I just think I have a Friday afternoon mount with lunch having been taken in the pub.

If anyone has any other ideas based on my tests I would be happy to try them.

Thanks for all you have come up with so far.

Alan.

Link to comment
Share on other sites

  • Replies 38
  • Created
  • Last Reply

Have you updated the firmware at all? I ask as when I used the handset, after the firmware update the goto's were significantly better. Regarding polar alugnment, is there any wayyou can use a computer programme to so it? I ask as I thought I had a good polar alignment, until I checked it on the PC and it was utter pants. There's a couple of programmes out there, such as alignmaster for starters.

I'm sure you've checked the normal culprits, such as DST and also putting the date in as US setting and not as we would normally do in the UK?

Don't despair, I know how you feel, my HEQ5 has been close to being ditched over the last couple of weeks, but persevere with it as it's well worth it.

Link to comment
Share on other sites

I would say it is probably a power issue. You say the power tank is ok as it is not tha told, maybe best to try another to eliminate it. Also, is the power cable good, I recently helped a mate out with similar issues and it turned out to be the power cable.

I have found in all cases of poor goto with celestron or skywatcher mounts it is always power related...... just my 2p worht mate.

Gary

Link to comment
Share on other sites

I'm surprised that you haven't tried an alternative power supply and lead after everyone saying that the majority of all Skywatcher mount issues are power based.

Seriously , before the do something like drop kick the mount over next doors fence, use a different or mains supply and change the lead.

Also the date format is important (I forgot about that), as Sara said it's american format (MM.DD.YY).

Cheers

Ant

Link to comment
Share on other sites

I was going to this last night but lost internet.

Everyone, this happened,

I leveled the mount, I set the polar alignment as good as I could. 1st star (Altair), exact smack in the middle. 2nd star ( Raselhague) sorry for the spelling, almost in the middle and last (Arcturus) again almost in the middle. Then I thought that is about it that'a fine The handset tells me I have successful alignment ( first time I have ever seen this on 3 stars) wrong after this I slewed to Antares, 4 degrees out, Saturn the same. Gave up watched the Olympics.

I was not able to try the power option as I can't find the connection lead but I do have a transformer. The one thing I did was charge the powertank but that seems to have made no difference

Alan.

Link to comment
Share on other sites

You haven't mentioned park position. I think that this is quite critical. Otherwise the mount doesn't know where it is. Remember to park the scope (utlity) at the end of the session.

If I get that far out, then I select "utlity", park scope, then home position. Then I start again, just putiing the time in.

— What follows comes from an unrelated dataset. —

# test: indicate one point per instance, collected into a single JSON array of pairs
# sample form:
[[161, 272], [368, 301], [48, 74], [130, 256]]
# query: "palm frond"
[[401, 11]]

This also has to be spot on. I use a wave checked clock and use the net to get the exact Latitude and Longitude. I do find 2 star alignment to be more accurate on my mount.

My power supply is a heavy duty leisure battery, as used to power caravans etc.

You can also use the Pae (Utility button -Pointing Accuracy Enhancement)system on the handset to train your mount into centering more accurately.

It also helps to start the aligment with a wide angle ep, then if you're happy that you've centred on a star, put in a 12mm, you might be in for a surprise.

All little errors will add up and compound, to throw you "mysteriously out".

This mount is a beauty, it just needs some training.

I hope that this will help,

Nick.

Link to comment
Share on other sites

Nick and everyone,

I never park the scope. With my Meade you don't have to and therefore the only problem I have seems to be a self inflicted one. No doubt brought on by a bad case of why do I need to read instructions .

I am reasonably confident that this is the problem.

A red faced Alan.

Link to comment
Share on other sites

??, You dont have to park a Skywatcher mount, unless that is you will not be disassembling moving the scope and dont want to go through an alignment again. Parking the scope is really only for obsy mounted scopes.

The HEQ5 on power up assumes it is pointing north, that is how it manages, along with time & location data, to build a 'basic' sky model and slews to the first aligment star.

I never parked my HEQ5 or CG5GT and never had a problem.

I still believe it will be a power issue you are having.

Gary

Link to comment
Share on other sites

Gary,

I found that out after I blamed myself. There is a problem with this mount it is just a case of putting a finger on it.

One of the problems is everyone means well and chips in with his or her answer, I do it myself. Then I go away and try and perform 20 different fixes and then wonder why I don't get a result.

In truth this mount has never performed as well as they say it should, since I made it a goto. The problem is, it was over 1 year old when I went goto and had problems. Beforehand of course it was impossible to tell if it worked or not as all it did was slew and track, it will do this all day and night .

So those of you awaiting the hammer, it's still aimed at the mount, not my head. I had enough bangs on the head building my house.

Alan..

Link to comment
Share on other sites

As it was not a GoTO mount and was upgraded its entirely possible the gear train isnt right. Mine was a non-GoTo that I upgraded and it had terrific issues with gear binding and stalling.

In the end I had to strip the mount down and rebuild it which was pretty scary stuff as there were no online guides at the time. Out of that strip down I produced the guide on my website. At the time there wasnt a single HEQ5 strip down guide.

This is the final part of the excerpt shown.